The Vietnamese government has decided to stop a project to build two nuclear power plants with Russian and Japanese assistance in the southern province of Ninh Thuan
due to their infeasibility and the country’s financial hardship, according to officials.
Legislators are expected to discuss the government’s proposal to put off the projects on November 10 and give final approval on November 22.
The parliament in late 2009 granted a green light to the project to build two plants with a combined capacity of 4,000 megawatts at a cost of a more than $10 billion, meeting 3-4% of the country’s total electricity demand.
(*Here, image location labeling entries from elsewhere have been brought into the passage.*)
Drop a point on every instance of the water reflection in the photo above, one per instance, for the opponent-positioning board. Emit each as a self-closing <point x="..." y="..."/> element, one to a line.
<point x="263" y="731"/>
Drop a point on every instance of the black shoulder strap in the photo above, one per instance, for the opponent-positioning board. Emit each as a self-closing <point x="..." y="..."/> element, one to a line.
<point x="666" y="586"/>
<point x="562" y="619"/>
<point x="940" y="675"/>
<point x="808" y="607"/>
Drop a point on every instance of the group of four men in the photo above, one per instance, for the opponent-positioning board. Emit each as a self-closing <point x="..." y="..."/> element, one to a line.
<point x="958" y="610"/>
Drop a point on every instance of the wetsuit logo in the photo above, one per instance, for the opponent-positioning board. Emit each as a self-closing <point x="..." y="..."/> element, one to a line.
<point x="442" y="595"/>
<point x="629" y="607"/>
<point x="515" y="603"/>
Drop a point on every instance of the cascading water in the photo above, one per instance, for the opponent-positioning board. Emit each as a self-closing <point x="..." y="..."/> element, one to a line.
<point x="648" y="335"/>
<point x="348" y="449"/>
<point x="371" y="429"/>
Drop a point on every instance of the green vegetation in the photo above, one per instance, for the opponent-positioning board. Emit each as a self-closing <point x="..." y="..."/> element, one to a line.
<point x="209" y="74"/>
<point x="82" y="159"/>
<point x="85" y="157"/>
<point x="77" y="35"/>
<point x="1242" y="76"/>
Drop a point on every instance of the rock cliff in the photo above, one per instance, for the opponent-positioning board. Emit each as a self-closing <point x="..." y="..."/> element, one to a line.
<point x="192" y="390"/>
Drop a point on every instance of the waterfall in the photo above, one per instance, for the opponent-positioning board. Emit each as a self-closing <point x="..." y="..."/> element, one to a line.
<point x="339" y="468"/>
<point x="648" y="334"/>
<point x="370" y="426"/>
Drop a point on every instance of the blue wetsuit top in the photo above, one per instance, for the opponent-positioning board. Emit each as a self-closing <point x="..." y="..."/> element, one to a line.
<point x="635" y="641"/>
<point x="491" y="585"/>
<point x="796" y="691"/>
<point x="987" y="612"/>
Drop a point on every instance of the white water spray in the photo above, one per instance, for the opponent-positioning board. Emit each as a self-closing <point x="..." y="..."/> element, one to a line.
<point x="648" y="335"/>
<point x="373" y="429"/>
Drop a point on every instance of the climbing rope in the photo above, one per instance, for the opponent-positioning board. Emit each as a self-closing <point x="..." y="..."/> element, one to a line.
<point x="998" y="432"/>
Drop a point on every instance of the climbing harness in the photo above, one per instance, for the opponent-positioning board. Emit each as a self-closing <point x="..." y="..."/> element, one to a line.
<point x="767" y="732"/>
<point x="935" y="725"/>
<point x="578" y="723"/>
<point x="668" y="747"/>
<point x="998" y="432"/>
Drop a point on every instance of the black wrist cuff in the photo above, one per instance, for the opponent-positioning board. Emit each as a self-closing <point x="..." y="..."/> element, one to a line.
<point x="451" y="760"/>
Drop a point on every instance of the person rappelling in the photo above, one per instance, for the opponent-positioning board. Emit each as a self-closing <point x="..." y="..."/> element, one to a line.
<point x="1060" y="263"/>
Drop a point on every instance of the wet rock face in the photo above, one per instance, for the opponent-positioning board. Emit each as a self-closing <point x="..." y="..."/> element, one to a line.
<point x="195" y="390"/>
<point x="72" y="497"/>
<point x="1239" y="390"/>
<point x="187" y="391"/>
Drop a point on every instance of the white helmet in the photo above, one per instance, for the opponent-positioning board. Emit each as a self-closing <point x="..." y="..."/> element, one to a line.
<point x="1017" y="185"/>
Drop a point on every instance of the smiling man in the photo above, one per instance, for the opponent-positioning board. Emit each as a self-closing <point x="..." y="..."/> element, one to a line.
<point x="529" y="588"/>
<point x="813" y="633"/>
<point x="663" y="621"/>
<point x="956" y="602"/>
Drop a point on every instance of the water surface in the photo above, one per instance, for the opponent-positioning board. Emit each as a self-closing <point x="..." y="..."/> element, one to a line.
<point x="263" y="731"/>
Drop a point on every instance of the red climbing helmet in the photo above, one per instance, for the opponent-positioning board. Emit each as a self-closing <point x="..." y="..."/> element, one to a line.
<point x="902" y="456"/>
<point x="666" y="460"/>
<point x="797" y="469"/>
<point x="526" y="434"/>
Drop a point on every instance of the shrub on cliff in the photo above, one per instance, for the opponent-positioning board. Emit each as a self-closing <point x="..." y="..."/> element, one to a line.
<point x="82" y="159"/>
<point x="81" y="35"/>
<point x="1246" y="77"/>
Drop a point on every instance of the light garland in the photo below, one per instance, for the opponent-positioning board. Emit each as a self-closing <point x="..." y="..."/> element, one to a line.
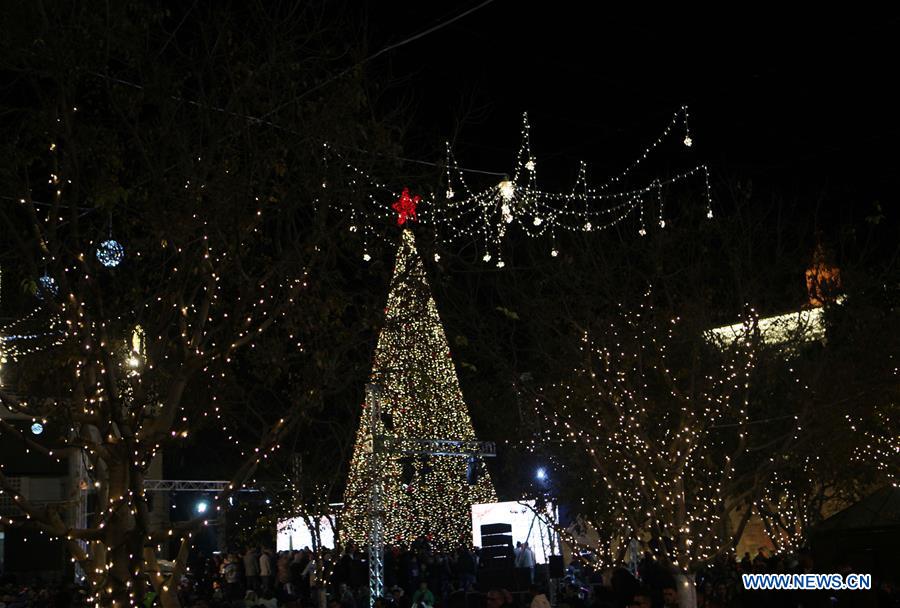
<point x="487" y="215"/>
<point x="420" y="389"/>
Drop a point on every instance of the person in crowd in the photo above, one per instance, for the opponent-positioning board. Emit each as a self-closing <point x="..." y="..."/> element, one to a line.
<point x="345" y="595"/>
<point x="251" y="568"/>
<point x="538" y="597"/>
<point x="423" y="597"/>
<point x="642" y="598"/>
<point x="266" y="570"/>
<point x="670" y="597"/>
<point x="525" y="559"/>
<point x="231" y="574"/>
<point x="466" y="567"/>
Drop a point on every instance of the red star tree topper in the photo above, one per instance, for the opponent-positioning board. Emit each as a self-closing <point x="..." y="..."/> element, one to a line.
<point x="405" y="207"/>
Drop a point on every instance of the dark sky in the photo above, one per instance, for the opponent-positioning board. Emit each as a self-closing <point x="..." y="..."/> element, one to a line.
<point x="804" y="103"/>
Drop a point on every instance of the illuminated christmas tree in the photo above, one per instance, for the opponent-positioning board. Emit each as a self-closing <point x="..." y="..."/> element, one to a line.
<point x="421" y="399"/>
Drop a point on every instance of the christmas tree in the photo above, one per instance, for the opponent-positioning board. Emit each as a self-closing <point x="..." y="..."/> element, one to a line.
<point x="426" y="496"/>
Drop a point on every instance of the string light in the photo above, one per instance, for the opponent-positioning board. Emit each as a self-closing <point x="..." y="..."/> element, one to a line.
<point x="488" y="214"/>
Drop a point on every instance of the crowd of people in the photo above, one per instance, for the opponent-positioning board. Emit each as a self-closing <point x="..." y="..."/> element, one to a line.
<point x="417" y="576"/>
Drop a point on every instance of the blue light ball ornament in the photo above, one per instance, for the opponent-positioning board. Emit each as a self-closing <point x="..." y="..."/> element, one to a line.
<point x="110" y="253"/>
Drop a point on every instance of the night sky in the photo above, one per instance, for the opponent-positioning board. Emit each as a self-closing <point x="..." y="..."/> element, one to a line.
<point x="804" y="104"/>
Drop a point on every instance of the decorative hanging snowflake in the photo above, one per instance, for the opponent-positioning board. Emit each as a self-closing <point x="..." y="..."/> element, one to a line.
<point x="110" y="253"/>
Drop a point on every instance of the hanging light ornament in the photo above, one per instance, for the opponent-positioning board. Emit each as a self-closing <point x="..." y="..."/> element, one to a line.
<point x="46" y="287"/>
<point x="110" y="253"/>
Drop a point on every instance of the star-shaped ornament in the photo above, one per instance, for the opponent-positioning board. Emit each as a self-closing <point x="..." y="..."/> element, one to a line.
<point x="405" y="207"/>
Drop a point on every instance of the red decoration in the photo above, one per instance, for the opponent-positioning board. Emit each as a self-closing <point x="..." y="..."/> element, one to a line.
<point x="405" y="207"/>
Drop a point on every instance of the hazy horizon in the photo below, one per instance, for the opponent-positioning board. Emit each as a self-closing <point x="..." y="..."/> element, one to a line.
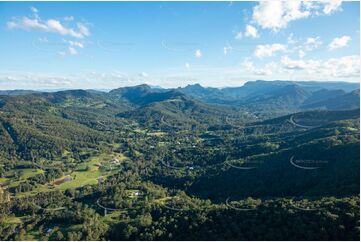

According to the initial plan, Russia's Rosatom State Nuclear Energy Corporation is the partner for the country's first nuclear power plant, Ninh Thuan 1. The plant will be built with Russian technologies and financed with a preferential loan provided by Moscow.
The plan also envisaged that Japan was to begin the construction of the second nuclear power plant.
The first plant was originally slated to become operational in 2020 but was subsequently delayed until 2028, followed by 2029 for the second plant.
A prospective view of the Ninh Thuan 1 nuclear power plant. Photo: dienhatnhan.com.vn
Duong Quang Thanh, chairman of state-run utility Electricity of Vietnam (EVN
), told local press on November 9 that the nuclear power plants will not be as competitive as other sources of energy.
Further, new calculations showed that Vietnam’s energy demand would grow 11% in the 2016-2020 period and 7-8% in the following decade, much lower than a 20% expansion projected at the moment the project was submitted for parliamentary approval.
Funding and pricing will be other matters of concern, according to the Saigon Times newspaper.
Japanese and Russian consultancy units recently estimated that the cost would soar to $27 billion, nearly triple the initial cost. In addition, the plants will have to sell power at 8.65 U.S. cents per kWh, compared to 4.93 U.S. cents/kWh estimated in 2009.
What’s more, the work of the first plant will cause public debt to swell by nearly 4 percentage points as per GDP, or 0.5 percentage point of GDP annually. Meanwhile, the parliament has approved a plan to curb public debt, which reached 62.2% of GDP in 2015, at 65% of GDP in 2016-2020.